Check which env variables the server reads
Don’t enable auto-approval for servers you don’t trust

Regularly:

Update dependencies and review changelogs
Check tool descriptions — did they change after an update?
Review stderr logs for suspicious calls

Bottom Line: When to Build, When Not to Build

Build your own MCP server if:

You need an integration that doesn’t exist in the registry (your internal API, a specific workflow)
You want to reuse an existing CLI’s authentication
The available server is unstable or unmaintained
You need full control over reliability and error handling

Don’t build if:

An existing server covers your needs
The integration is a one-off (easier to use the Bash tool)
There’s no production load (experiments can use the API directly)
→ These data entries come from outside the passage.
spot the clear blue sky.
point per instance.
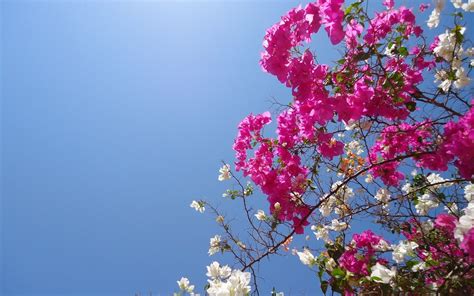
(115, 116)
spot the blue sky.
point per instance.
(115, 116)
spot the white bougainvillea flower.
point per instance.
(214, 245)
(306, 257)
(382, 274)
(403, 249)
(224, 173)
(198, 206)
(184, 285)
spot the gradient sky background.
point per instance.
(115, 116)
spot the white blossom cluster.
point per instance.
(382, 274)
(466, 221)
(214, 245)
(224, 173)
(336, 201)
(450, 49)
(403, 249)
(223, 281)
(433, 20)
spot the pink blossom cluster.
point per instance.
(360, 255)
(281, 181)
(395, 141)
(353, 90)
(438, 247)
(458, 144)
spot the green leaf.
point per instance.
(403, 51)
(375, 278)
(338, 273)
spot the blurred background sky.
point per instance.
(115, 116)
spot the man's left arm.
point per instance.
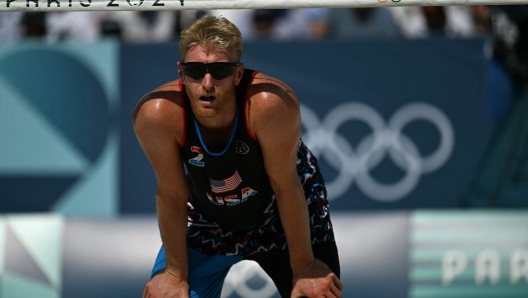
(278, 129)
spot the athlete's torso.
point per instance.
(232, 207)
(229, 187)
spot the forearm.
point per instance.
(172, 220)
(293, 212)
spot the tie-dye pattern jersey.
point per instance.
(211, 239)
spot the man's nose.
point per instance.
(207, 81)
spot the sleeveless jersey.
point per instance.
(232, 208)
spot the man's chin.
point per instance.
(205, 112)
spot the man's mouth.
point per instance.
(208, 98)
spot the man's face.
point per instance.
(210, 97)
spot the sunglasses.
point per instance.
(218, 70)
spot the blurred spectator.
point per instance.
(138, 26)
(10, 26)
(34, 25)
(482, 20)
(263, 22)
(451, 21)
(78, 25)
(360, 22)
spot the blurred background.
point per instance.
(427, 175)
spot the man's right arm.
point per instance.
(159, 130)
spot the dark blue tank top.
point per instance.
(232, 207)
(231, 187)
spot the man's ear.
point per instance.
(239, 73)
(180, 71)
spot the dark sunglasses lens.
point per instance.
(195, 71)
(221, 71)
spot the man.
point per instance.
(234, 179)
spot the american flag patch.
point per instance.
(218, 186)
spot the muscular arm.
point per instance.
(276, 122)
(158, 130)
(278, 129)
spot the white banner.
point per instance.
(85, 5)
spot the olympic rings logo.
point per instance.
(355, 164)
(240, 274)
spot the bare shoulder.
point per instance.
(266, 94)
(271, 102)
(160, 111)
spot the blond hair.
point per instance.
(210, 31)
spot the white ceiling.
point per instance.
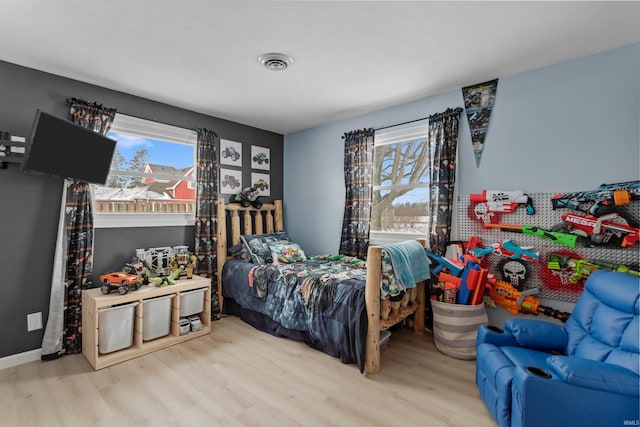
(350, 58)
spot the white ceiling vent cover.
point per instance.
(275, 61)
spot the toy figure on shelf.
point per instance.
(140, 268)
(162, 281)
(183, 261)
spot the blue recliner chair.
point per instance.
(582, 373)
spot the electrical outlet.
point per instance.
(34, 321)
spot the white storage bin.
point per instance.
(115, 327)
(156, 317)
(192, 302)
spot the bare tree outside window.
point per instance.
(401, 184)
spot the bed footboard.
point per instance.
(377, 319)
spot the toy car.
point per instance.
(196, 323)
(119, 280)
(247, 197)
(185, 326)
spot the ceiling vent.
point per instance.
(275, 61)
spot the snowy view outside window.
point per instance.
(401, 183)
(152, 172)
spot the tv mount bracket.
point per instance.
(12, 149)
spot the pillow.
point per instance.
(258, 245)
(239, 251)
(286, 253)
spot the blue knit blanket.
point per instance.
(409, 261)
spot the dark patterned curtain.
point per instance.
(206, 220)
(358, 176)
(443, 143)
(75, 246)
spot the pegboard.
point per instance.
(553, 284)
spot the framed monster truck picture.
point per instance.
(230, 153)
(261, 182)
(230, 181)
(260, 158)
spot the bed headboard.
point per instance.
(241, 220)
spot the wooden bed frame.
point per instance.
(269, 219)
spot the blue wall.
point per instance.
(565, 127)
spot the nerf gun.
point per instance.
(606, 195)
(565, 239)
(469, 287)
(503, 201)
(601, 229)
(583, 268)
(514, 301)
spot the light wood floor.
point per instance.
(239, 376)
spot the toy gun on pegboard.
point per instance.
(591, 201)
(600, 230)
(514, 301)
(582, 268)
(503, 201)
(565, 239)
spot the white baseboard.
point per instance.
(20, 358)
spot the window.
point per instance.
(400, 183)
(152, 177)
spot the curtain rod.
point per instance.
(458, 110)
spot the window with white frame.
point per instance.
(152, 176)
(400, 183)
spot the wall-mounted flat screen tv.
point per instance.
(62, 148)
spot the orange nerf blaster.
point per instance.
(514, 301)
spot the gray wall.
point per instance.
(567, 127)
(30, 205)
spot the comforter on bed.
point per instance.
(320, 300)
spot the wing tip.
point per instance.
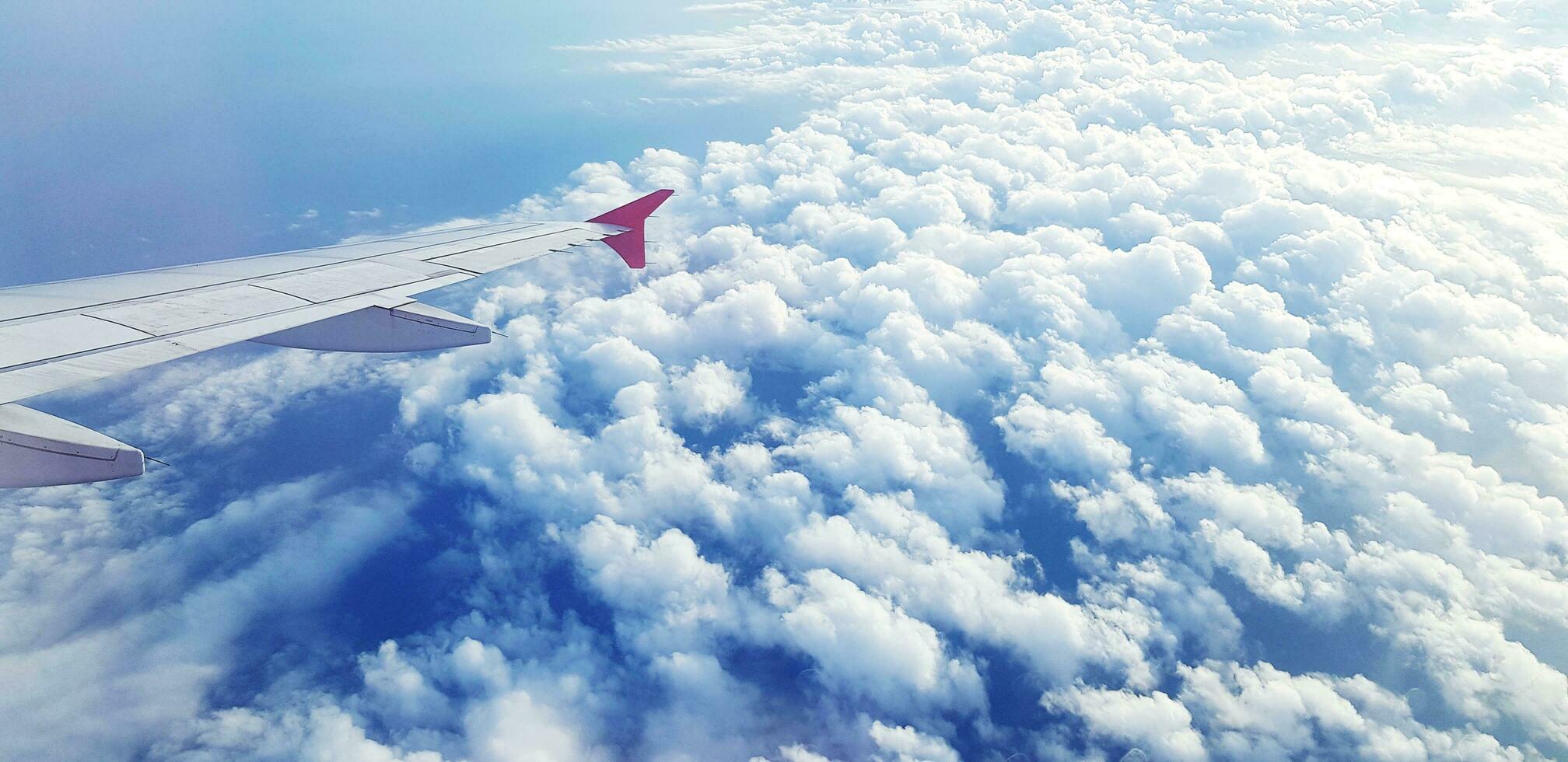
(631, 245)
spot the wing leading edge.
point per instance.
(352, 297)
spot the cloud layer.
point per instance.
(1081, 382)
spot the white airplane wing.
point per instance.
(353, 297)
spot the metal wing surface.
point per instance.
(352, 297)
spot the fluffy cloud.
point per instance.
(1097, 379)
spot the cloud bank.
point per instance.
(1090, 382)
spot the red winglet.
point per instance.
(629, 245)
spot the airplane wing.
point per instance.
(352, 297)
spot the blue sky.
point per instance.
(1073, 382)
(142, 137)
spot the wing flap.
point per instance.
(58, 336)
(198, 309)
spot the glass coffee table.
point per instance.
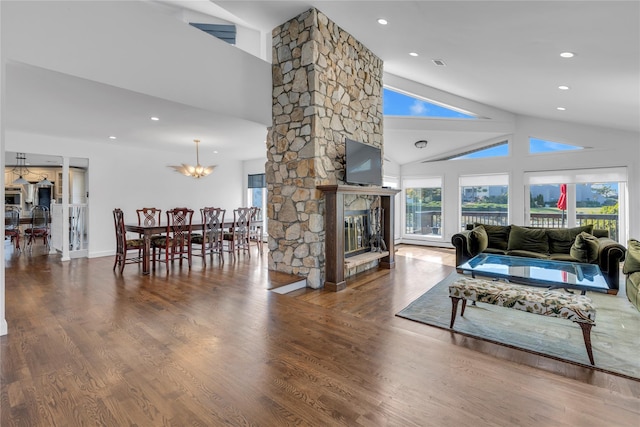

An MCP server is 200-300 lines of code. It’s not a microservice, not a framework, not an infrastructure project. It’s a script that speaks JSON-RPC and does one thing well. Low barrier to entry, real payoff.

Resources

MCP Specification (2025-11-25) — current protocol version
TypeScript SDK — @modelcontextprotocol/sdk
Python SDK — mcp[cli] with FastMCP
MCP Inspector — server debugging
CoSAI MCP Security Whitepaper — threat taxonomy
Timeline of MCP Security Breaches — vulnerability timeline

FAQ

What is the performance cost of running 10+ MCP servers simultaneously in Claude Code?

Each stdio server is a persistent child process — the memory overhead is typically 30–80 MB per Node.js server and 20–50 MB per Python server. With 10 servers that is 300–800 MB total, which is noticeable on a MacBook with 8 GB RAM. The startup cost (when Claude Code launches) is 2–5 seconds for all servers to initialize and complete the handshake. The runtime overhead per tool call is negligible (sub-millisecond for the JSON-RPC layer itself). The practical limit is around 15–20 servers before context bloat from tool descriptions degrades LLM decision quality.

How do you handle authentication rotation for MCP servers that use API keys?

Pass secrets via the env field in .mcp.json, never via args. For keys that rotate (OAuth tokens, short-lived credentials), the cleanest pattern is a wrapper script that fetches the current token from a secrets manager (1Password CLI, AWS Secrets Manager) at process start and injects it as an environment variable. The MCP server process itself never stores the token — it reads process.env.API_KEY on each call. Since stdio servers restart with the client, you get automatic token refresh on every Claude Code session.

Can a single MCP server expose tools that call other MCP servers internally?

No — MCP servers do not have an MCP client built in, so one server cannot directly invoke another server’s tools. The orchestration always happens at the client level (Claude Code, Cursor, your agent). If you need tool composition, build it into the orchestrator’s system prompt (chain tool calls explicitly) or create a dedicated “meta-tool” server that internally calls whatever APIs the other servers would call, effectively inlining the logic. The latter approach loses the modularity benefit of separate servers but gains latency by eliminating a round-trip.